Table 2 Reported cases of rheumatoid arthritis patients with methotrexate-related lymphoproliferative disease in the liver

In the listed MTX-LPD, DLBCL type cases (n = 8), MTX was discontinued and three of the patients achieved complete remission. Three additional patients achieved complete remission with chemotherapy. Two patients were treated by partial hepatectomy and had no recurrence. Two patients with MTX-LPD, Hodgkin lymphoma type, also stopped using MTX. One of them suffered relapse even after withdrawal of MTX, and the other underwent partial hepatectomy and had no recurrence. Our present patient achieved complete remission after MTX had been withdrawn. These findings suggest that immediate withdrawal of MTX is recommended for patients with hepatic MTX-LPD, DLBCL type.
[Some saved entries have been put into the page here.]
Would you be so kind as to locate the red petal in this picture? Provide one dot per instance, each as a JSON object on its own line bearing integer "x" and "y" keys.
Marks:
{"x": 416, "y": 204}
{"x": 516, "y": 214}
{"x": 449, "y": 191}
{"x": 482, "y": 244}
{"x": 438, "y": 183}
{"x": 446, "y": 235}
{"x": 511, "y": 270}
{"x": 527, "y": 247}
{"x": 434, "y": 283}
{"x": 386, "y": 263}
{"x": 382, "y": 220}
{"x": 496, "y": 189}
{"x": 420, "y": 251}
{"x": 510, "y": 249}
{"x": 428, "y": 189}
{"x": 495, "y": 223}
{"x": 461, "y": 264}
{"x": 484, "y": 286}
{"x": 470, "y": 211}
Our patient had two lesions; these may have been concurrent, or one may have been due to metastasis from the colon to the liver. Because of the multiple lymph node metastases and the histological similarities of the lesions, the possibility that the colon lesion had metastasized to the liver could not be ruled out. To our knowledge, this is the first case of MTX-LPD involving both the liver and colon to have been reported in English.

Conclusion

We have experienced a case of MTX-LPD, DLBCL type, in which multiple liver masses and colon lesions were concurrent. Multiple systemic masses in RA patients receiving MTX are suggestive of MTX-LPD, and early discontinuation of MTX should be considered.